Locally you can use the WP-CLI tool to upload media to your site quite easily. If you connect to your installation remotely (i.e. wp --ssh=<blah>), this doesn’t work unless you first upload the media to a staging area, use the remote system paths and then remotely clean your staging area.

# Example (--porcelain returns the post_id of the new media item)
wp media import <path-to-file> --post_id=$POST_ID --porcelain

Staging the images would have been the quickest method, and I played with the idea of a shell script, but as I thought about it, I thought using the API would be cleaner (and it should be rock solid since it’s been in use for a couple years all the pain points have probably been smoothed out and answered online, right?).

Using the REST API

Prototyping should be quick, just fire up Postman or use curl to get started. Of course before you can do anything really interesting you need to authenticate yourself. But passing your password every request seems like a recipe for disaster. There has to be a better way!

OAuth

There are a couple plugins that add OAuth (with different flavors and free/pro offerings). Since I wanted as close to the “stock” experience as possible I went with the 1.0a implementation of the core WordPress REST team.

I generated my tokens and keys using Python as the existing OAuth clients for WordPress wouldn’t work for me and don’t seem to be updated to work with newer versions of PHP/composer. (Is this entire system even supported anymore? The WP-CLI client github project was archived in 2019!)

I then spent (not joking) at least 2 hours trying to get the undocumented media endpoint working. Seriously, look at the official documentation and try to tell me how you send the file.
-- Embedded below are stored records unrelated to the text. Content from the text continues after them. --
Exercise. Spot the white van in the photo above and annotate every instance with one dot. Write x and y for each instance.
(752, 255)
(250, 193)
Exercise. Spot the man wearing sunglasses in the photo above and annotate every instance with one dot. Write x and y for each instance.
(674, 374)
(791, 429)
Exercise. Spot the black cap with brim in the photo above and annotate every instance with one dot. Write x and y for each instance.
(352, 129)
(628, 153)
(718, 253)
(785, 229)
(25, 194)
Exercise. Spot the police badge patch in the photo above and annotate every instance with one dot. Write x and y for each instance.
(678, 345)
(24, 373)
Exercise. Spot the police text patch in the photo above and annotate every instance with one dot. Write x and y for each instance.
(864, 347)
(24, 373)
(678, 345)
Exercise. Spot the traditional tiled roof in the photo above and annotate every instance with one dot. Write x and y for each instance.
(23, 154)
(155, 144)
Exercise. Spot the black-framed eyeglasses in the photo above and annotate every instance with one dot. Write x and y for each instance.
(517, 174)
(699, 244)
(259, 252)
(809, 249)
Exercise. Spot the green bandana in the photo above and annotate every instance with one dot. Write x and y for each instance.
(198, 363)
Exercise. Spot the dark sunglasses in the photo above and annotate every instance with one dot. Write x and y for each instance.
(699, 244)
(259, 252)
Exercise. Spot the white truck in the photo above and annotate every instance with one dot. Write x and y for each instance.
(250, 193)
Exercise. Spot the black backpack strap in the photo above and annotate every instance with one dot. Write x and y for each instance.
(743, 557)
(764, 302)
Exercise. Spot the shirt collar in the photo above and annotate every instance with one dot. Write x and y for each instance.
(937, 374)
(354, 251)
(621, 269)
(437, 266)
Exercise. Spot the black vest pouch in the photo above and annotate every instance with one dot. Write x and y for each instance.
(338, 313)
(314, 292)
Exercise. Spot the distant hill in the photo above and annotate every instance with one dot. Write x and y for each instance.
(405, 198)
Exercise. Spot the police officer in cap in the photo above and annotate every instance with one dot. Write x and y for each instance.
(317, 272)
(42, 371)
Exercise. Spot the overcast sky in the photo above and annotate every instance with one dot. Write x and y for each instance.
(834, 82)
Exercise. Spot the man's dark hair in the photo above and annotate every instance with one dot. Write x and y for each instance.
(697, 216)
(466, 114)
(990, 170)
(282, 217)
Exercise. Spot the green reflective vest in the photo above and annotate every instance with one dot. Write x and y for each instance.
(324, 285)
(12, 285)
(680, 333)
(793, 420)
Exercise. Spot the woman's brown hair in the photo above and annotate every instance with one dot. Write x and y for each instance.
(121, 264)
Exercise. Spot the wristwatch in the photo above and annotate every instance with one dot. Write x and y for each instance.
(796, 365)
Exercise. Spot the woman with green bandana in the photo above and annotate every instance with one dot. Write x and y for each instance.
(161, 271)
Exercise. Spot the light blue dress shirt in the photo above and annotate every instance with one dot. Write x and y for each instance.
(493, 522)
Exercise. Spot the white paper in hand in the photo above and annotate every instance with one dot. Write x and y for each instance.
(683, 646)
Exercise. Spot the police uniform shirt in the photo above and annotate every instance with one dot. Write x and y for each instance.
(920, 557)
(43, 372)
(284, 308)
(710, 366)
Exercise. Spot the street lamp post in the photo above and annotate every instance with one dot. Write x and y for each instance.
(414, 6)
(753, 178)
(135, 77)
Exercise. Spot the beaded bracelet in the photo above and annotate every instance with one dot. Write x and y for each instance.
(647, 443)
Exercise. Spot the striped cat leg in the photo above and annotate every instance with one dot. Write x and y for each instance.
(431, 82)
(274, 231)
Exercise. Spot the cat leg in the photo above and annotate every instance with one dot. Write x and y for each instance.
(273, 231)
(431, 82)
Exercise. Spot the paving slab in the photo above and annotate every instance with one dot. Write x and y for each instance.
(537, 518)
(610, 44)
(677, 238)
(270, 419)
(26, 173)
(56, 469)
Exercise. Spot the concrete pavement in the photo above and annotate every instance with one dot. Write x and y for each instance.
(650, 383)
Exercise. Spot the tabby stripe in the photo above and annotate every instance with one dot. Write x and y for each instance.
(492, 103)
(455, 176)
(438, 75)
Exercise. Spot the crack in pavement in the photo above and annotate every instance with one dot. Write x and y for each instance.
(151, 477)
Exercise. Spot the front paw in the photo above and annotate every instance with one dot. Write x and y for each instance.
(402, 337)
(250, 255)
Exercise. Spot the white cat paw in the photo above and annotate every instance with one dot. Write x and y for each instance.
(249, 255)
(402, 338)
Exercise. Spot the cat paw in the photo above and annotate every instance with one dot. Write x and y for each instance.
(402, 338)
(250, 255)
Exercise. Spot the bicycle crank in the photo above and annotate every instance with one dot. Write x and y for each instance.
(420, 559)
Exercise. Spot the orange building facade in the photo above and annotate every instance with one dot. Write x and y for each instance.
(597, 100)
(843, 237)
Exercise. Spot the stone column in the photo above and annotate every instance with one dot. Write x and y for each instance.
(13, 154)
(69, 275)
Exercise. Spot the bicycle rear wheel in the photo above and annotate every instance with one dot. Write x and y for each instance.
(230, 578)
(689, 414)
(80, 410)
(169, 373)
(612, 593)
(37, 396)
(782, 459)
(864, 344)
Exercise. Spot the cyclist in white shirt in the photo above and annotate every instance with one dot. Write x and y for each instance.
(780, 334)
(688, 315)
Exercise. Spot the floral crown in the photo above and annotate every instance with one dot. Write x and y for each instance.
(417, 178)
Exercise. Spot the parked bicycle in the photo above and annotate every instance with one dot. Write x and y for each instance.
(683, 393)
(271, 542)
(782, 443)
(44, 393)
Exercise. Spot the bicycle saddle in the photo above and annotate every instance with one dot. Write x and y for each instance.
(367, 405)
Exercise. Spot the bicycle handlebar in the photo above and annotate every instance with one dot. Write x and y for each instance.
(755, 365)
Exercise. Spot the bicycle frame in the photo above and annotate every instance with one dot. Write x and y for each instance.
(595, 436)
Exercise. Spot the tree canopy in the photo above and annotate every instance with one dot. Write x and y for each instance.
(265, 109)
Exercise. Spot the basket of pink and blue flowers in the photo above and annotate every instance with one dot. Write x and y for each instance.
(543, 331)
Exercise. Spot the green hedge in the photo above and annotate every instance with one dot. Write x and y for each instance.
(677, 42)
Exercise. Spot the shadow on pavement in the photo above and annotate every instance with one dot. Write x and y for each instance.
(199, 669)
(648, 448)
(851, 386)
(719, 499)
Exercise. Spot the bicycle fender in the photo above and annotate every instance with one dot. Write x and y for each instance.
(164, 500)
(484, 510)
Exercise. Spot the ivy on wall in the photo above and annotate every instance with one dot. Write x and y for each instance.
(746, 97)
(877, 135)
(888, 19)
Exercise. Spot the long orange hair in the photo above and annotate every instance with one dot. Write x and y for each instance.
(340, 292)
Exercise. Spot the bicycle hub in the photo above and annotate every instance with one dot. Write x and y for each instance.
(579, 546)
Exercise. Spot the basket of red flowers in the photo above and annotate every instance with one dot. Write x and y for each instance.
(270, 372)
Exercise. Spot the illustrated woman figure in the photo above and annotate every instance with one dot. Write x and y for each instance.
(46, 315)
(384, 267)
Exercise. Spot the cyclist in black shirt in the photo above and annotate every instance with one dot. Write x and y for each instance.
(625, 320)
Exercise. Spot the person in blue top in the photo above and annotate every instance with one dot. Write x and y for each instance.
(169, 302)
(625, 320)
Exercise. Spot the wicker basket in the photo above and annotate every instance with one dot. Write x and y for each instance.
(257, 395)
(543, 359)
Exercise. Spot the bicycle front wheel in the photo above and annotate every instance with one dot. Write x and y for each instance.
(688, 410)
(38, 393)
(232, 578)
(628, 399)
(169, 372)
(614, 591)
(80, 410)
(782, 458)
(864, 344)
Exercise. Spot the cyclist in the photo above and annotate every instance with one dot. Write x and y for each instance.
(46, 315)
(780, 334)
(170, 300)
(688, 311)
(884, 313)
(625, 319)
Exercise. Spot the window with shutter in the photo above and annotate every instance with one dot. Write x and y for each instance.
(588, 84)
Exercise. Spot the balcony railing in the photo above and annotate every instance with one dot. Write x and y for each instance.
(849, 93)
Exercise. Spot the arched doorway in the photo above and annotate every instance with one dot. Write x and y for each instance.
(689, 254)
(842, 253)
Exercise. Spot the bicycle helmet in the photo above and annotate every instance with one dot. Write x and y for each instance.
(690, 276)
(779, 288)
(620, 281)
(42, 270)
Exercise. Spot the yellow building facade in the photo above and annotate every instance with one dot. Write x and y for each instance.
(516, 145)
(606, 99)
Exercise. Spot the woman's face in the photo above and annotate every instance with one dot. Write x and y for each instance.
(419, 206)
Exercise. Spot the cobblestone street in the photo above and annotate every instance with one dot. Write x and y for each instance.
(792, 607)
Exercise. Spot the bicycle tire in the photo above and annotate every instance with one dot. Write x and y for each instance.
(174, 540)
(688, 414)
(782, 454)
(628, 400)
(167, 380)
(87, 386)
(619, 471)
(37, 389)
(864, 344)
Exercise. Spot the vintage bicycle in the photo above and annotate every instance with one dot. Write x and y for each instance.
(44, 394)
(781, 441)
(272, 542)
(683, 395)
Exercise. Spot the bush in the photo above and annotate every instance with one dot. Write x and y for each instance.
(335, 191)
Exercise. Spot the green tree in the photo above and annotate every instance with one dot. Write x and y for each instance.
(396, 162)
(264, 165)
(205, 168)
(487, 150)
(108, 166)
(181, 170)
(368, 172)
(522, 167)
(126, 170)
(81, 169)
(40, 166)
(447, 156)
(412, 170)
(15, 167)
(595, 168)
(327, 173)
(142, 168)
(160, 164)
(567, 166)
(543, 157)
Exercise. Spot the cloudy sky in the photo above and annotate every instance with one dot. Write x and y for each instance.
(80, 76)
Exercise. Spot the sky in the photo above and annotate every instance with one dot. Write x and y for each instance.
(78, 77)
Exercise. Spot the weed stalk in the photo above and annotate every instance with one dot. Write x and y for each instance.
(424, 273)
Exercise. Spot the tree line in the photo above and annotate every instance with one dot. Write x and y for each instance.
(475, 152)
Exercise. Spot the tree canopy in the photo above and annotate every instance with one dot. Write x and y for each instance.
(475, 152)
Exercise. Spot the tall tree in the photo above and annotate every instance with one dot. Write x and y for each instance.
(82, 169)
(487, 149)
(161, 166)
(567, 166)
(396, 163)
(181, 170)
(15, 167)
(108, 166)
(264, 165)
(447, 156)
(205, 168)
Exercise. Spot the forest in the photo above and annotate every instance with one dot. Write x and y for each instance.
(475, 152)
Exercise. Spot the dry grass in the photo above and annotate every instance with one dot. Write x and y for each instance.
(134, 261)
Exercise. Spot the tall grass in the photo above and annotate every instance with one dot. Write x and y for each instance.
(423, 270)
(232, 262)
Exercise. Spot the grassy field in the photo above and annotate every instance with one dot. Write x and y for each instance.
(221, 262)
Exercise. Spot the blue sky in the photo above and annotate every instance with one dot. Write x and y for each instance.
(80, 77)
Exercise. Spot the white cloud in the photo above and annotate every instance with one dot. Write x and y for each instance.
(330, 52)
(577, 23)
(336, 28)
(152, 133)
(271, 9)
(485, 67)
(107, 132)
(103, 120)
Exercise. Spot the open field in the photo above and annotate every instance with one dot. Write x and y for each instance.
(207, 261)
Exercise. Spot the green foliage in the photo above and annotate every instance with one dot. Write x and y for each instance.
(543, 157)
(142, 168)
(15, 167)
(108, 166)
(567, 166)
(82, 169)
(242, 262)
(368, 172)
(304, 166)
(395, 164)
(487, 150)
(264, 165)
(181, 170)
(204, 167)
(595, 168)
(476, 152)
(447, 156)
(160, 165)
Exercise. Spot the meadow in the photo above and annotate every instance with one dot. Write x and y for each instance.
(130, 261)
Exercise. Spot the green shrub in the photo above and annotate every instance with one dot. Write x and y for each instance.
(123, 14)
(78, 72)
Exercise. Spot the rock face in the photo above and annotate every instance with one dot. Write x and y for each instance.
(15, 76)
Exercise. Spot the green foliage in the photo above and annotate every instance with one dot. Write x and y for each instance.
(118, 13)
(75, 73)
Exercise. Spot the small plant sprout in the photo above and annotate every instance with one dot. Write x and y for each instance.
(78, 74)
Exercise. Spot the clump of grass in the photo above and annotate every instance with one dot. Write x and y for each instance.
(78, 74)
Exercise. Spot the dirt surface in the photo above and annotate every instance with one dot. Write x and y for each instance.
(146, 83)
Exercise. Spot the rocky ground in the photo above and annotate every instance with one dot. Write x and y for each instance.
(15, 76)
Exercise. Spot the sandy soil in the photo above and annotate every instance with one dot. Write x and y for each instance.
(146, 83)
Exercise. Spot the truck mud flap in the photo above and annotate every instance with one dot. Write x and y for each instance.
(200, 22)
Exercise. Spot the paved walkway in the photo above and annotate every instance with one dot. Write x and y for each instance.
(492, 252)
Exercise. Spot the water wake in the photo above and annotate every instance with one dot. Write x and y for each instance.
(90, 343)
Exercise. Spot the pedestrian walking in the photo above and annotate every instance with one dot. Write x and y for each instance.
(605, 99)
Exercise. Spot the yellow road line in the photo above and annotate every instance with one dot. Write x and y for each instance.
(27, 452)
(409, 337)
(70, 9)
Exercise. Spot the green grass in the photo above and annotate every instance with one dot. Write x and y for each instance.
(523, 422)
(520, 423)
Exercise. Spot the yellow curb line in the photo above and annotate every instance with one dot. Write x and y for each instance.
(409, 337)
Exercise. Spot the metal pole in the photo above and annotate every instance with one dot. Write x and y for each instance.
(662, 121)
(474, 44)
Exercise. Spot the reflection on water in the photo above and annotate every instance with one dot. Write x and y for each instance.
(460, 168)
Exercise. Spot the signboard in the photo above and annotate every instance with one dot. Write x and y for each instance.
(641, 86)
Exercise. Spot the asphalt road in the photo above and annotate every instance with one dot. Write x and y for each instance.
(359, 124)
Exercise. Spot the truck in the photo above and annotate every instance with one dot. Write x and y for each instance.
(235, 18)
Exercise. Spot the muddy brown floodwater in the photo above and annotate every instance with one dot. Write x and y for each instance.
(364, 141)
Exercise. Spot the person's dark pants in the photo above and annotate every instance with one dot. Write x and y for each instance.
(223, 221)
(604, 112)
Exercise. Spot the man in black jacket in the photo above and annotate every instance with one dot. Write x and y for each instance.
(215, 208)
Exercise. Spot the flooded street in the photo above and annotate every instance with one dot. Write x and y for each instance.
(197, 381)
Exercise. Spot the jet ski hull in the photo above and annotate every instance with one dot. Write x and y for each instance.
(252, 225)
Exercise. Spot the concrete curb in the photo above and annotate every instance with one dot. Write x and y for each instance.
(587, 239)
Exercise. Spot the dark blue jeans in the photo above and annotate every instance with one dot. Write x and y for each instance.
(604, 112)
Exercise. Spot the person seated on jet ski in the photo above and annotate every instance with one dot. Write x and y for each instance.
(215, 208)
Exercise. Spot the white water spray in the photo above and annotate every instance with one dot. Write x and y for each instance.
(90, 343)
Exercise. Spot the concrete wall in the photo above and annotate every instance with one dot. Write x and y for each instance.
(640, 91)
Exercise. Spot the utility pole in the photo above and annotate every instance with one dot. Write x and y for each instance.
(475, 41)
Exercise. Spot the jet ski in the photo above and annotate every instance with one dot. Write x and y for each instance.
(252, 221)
These auto-generated docs are missing a lot of information that I had to discover in forum posts and through reading the code.

Eventually I came to the conclusion that I was calling the endpoint correctly (Reader, use a multipart/file POST with the field named ‘file’ — it doesn’t accept multiple files — other parameters as documented above do work. Unfortunately I was also looking at the arguments returned from the REST options call which are NOT fully supported.)

The problem actually lied in the authentication mechanism.

App Specific passwords

Just use this, or you can dive into the OAuth server plugin and fix that… (Please only use if you have HTTPS enabled).

What’s left

Authentication sorted, I dove into the issue of my custom taxonomy which while actually listed in the REST API endpoint as a valid argument, but actually doesn’t do anything. Again, punting here, I assume it’s a loading issue with the taxonomy code, but I didn’t want to dive too deep and I already spent too much time on this. I’ll just send another REST call adding the taxonomy to the post ID.

REST API example

Conclusion

If I could send a message back in time I would probably tell myself to just deal with the CLI method. But since I’ve done so much investigation I’ll probably implement a version of the REST API implementation as it’s more flexible than trying to parse some of the CLI commands (which can have elements oddly named and under odd sub-commands with options that might or might not be documented).